The field of the invention relates to oscillators and more particularly to temperature controlled crystal oscillators.
Temperature controlled crystal oscillators (TCXOs) are generally known. Such devices are typically constructed in the form of a crystal and a controlling chip. Within the chip, a set of switchable capacitors and a feedback amplifier form a tank circuit that oscillates at a frequency determined by the number of capacitors switched into the tank circuit.
A temperature sensor is typically provided within the chip for sensing a temperature in the environs of the crystal. Based upon the temperature, a controller switches capacitors into and out of the tank circuit based upon a performance criteria of the tank circuit which is typically stored in a lookup table within the TCXO chip.
While prior art TCXOs work well, their structure and mode of operation is complex. In order to meet a frequency drift specification, a lookup table of frequency response versus temperature is typically stored within the controller. While the use of a lookup table is effective, the lookup table typically requires a relatively large amount of memory.
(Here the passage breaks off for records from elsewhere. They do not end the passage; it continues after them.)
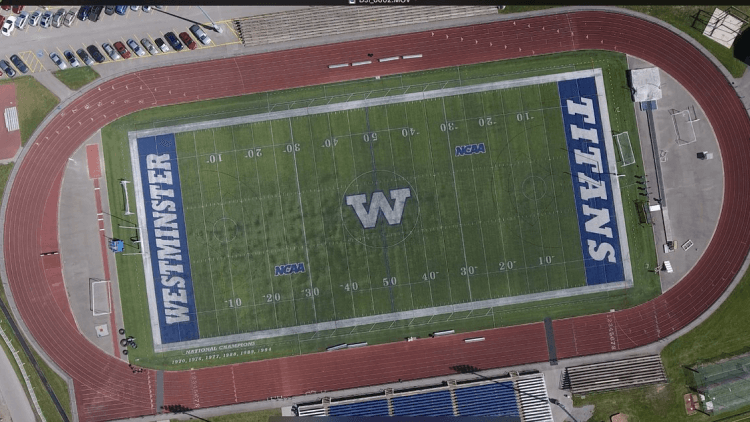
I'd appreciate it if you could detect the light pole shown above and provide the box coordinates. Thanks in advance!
[198,6,224,34]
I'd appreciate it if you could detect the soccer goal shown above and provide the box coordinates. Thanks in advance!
[615,132,635,167]
[89,278,112,316]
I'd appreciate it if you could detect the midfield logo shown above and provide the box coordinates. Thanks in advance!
[346,188,411,229]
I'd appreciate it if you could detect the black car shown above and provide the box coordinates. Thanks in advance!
[164,32,182,51]
[78,6,91,21]
[89,6,104,22]
[0,60,16,78]
[10,54,29,73]
[76,48,94,66]
[86,44,106,63]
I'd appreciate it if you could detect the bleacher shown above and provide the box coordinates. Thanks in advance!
[455,382,518,416]
[328,399,388,416]
[392,390,453,416]
[294,374,552,422]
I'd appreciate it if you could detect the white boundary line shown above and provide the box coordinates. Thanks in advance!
[128,132,161,349]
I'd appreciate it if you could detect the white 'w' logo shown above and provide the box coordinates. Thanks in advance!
[346,188,411,229]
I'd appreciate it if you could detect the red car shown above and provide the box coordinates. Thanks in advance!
[115,41,130,59]
[180,32,196,50]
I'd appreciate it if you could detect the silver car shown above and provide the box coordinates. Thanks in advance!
[102,42,122,60]
[49,52,68,70]
[141,38,159,56]
[128,38,146,57]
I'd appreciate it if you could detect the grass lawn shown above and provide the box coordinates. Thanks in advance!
[172,409,281,422]
[500,5,750,78]
[0,76,60,146]
[102,51,659,369]
[575,268,750,422]
[52,66,99,91]
[0,164,71,421]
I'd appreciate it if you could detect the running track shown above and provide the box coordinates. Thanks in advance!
[4,12,750,421]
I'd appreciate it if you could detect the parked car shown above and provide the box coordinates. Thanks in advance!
[128,38,146,56]
[154,38,169,53]
[49,52,68,70]
[0,60,16,78]
[63,7,78,27]
[39,11,52,28]
[86,44,107,63]
[115,41,130,59]
[0,16,17,37]
[76,48,94,66]
[16,12,29,30]
[190,25,211,45]
[141,38,159,56]
[180,32,197,50]
[89,6,104,22]
[29,10,42,26]
[63,50,81,67]
[78,6,91,21]
[102,42,122,60]
[10,54,29,73]
[52,9,65,28]
[164,32,182,51]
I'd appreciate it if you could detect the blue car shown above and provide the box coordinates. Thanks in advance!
[78,6,91,21]
[164,32,182,51]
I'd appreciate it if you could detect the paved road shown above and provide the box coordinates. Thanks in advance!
[0,6,306,78]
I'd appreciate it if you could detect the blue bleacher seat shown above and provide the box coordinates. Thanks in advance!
[455,381,519,416]
[391,390,453,416]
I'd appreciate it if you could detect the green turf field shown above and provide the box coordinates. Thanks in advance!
[102,52,659,369]
[160,83,600,338]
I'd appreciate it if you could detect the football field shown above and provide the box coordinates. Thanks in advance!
[131,69,636,343]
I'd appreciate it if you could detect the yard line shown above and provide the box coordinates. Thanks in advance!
[350,110,375,315]
[440,97,473,302]
[268,121,300,325]
[421,102,453,303]
[193,132,220,329]
[383,107,416,309]
[289,116,318,322]
[536,85,575,288]
[250,125,279,327]
[459,95,492,297]
[211,128,240,332]
[518,90,550,291]
[498,91,531,292]
[472,93,511,296]
[227,126,259,331]
[401,103,435,306]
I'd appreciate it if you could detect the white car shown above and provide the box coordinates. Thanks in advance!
[49,53,68,70]
[0,16,16,37]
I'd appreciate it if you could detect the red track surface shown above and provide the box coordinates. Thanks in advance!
[4,12,750,421]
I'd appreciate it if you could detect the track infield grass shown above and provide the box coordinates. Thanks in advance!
[102,52,660,369]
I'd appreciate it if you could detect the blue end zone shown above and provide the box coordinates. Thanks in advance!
[557,77,625,285]
[138,134,200,343]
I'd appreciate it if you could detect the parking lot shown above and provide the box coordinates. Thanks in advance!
[0,6,306,78]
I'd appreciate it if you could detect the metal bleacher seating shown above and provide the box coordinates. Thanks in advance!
[455,381,518,416]
[328,400,388,416]
[394,390,453,416]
Accordingly, a need exists for a better method of storing temperature drift characteristics.
A method and apparatus are provided for generating a control signal for compensating a temperature controlled crystal oscillator system for changes in an ambient temperature. The method includes the steps of providing a set of second-order coefficients relating ambient temperature to frequency drift over at least a portion of an operating temperature range of the temperature controlled crystal oscillator system and calculating a control signal for compensating the temperature controlled crystal oscillator system for the frequency drift due to the ambient temperature based upon the set of second-order coefficients.